Humanitarian airdrops: Light at the end of the tunnel
On any given day, the World Food Programme (WFP) has more than 5,000 trucks bringing lifesaving food to people who need it. Yet, some of the most vulnerable people remain out of our reach — they are often stuck behind front lines in conflict zones, or in areas that are inaccessible due to extreme weather or a lack of roads.
When more effective options fail, WFP resorts to airdrops. Now only happening in remote areas of South Sudan, WFP airdrops can be a lifeline for people in desperate situations.
The first airdrop of emergency humanitarian relief for the UN system happened in August 1973. The WFP-led operation saw more than 30 cargo aircraft from 12 national forces drop assistance in Africa’s Western Sahel, where six years of drought had taken their toll on people in Chad, Mali, Mauritania, Niger, Senegal and what was then called Upper Volta and is now Burkina Faso. The relief effort continued for three years.
The journey of an airdrop begins in the warehouse: strong packaging is key for airdropped parcels to withstand ground impact. For extra resistance, each bag is reinforced with six layers, sewn together using a handheld stitching machine. The colour of the outer bag varies to signal different contents: white for cereals, red for pulses and blue or green for specialized nutritious foods.
All clear in the sky…
Airdrops can be performed from different altitudes, ranging from about 300 to up to 5,600 metres in conflict zones, where there is a danger aircraft might be hit from ground artillery. To reach 100,000 people in the sieged city of Deir Ezzor, Syria, WFP performed the highest-ever civilian airdrops.
In all cases, however, strong winds, sandstorms and other adverse weather conditions can affect the accuracy of airdrops and jeopardize the success and safety of operations.
Analyzing meteorological data and checking it against actual weather conditions based on communication with colleagues on the ground is critical for things to go according to plan.
… and on the ground
Designated drop zones need to be open areas, ideally flat and clearly visible from the air. Depending on the plane's altitude, they can be as small as a football pitch or as large as 1,000x1,500 metres.
A team on the ground ensures the drop zone is clear and gives the crew onboard the aircraft the green light to release the cargo. They later coordinate the distribution of the food.
Since their first use in 1973, airdrops have saved countless lives — and they will continue to do so where no other options are available.

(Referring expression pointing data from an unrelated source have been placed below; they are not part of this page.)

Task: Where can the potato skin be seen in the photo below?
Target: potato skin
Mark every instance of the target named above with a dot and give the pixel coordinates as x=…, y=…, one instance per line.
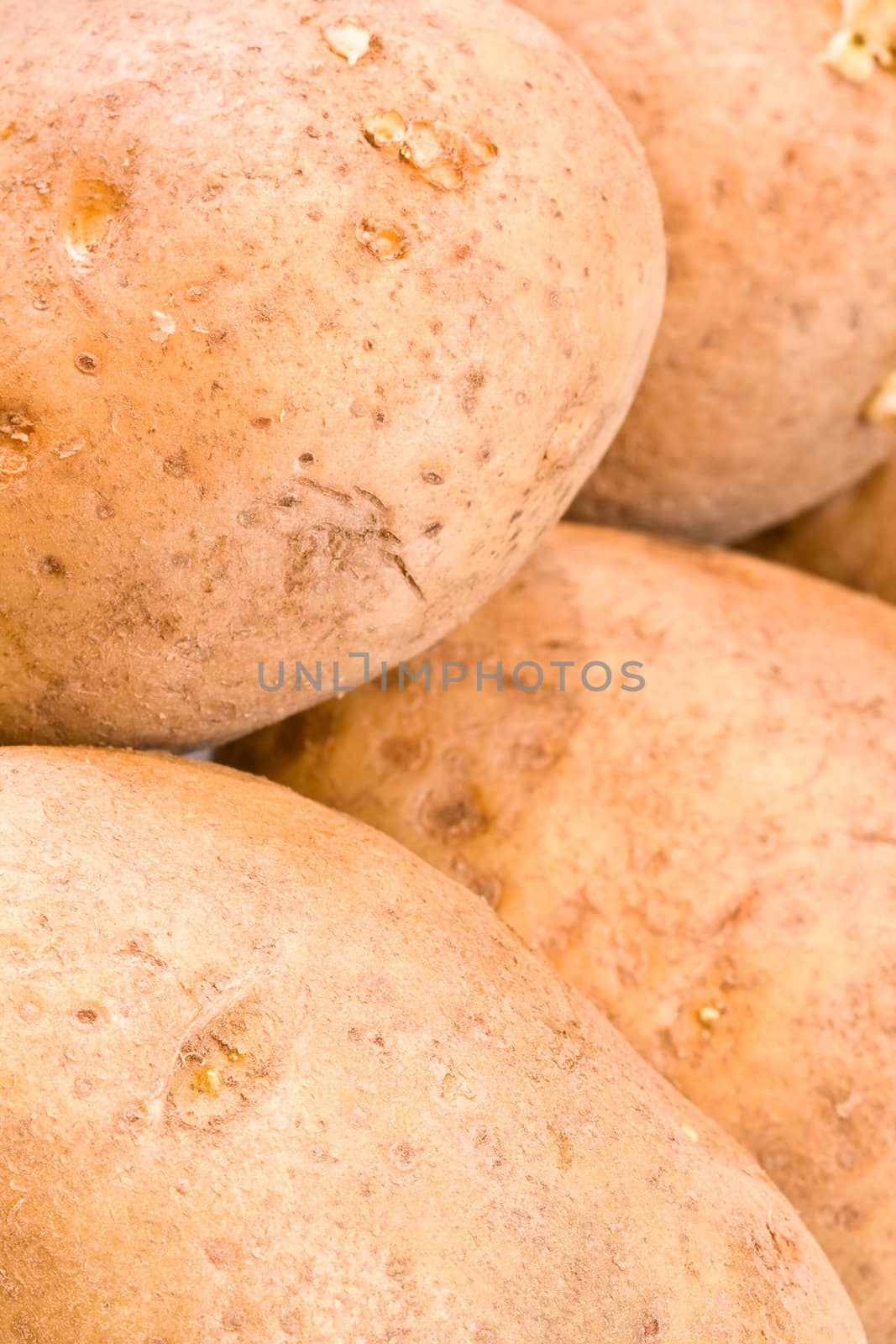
x=778, y=183
x=711, y=859
x=230, y=433
x=269, y=1077
x=849, y=539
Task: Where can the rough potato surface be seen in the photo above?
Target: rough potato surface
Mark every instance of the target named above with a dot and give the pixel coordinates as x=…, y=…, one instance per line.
x=266, y=1077
x=778, y=183
x=852, y=539
x=273, y=386
x=712, y=859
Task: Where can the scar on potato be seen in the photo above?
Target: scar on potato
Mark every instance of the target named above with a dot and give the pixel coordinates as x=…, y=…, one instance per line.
x=16, y=432
x=443, y=156
x=866, y=42
x=351, y=40
x=222, y=1066
x=385, y=242
x=93, y=205
x=880, y=407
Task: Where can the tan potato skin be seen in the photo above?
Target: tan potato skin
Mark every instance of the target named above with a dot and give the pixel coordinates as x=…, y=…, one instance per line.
x=230, y=432
x=851, y=539
x=268, y=1077
x=778, y=183
x=723, y=839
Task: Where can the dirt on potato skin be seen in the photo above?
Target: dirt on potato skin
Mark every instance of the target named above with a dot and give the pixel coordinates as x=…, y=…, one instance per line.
x=711, y=859
x=269, y=390
x=268, y=1075
x=778, y=185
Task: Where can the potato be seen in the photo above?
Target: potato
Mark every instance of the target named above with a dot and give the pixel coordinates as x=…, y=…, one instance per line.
x=313, y=320
x=268, y=1077
x=777, y=171
x=849, y=539
x=711, y=857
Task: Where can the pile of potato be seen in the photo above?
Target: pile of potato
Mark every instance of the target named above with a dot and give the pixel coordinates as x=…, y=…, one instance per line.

However, the costs involved — aircraft, fuel, personnel — and the relatively small quantities that can be delivered in each flight as opposed to a convoy of trucks, make them a last resort, only to be used when all other access to people in need is blocked.
Delivering food by air costs up to seven times as much as by road. In the interest of efficiency, WFP is constantly looking for more cost-effective alternatives that stretch further the generous donations on which our work depends.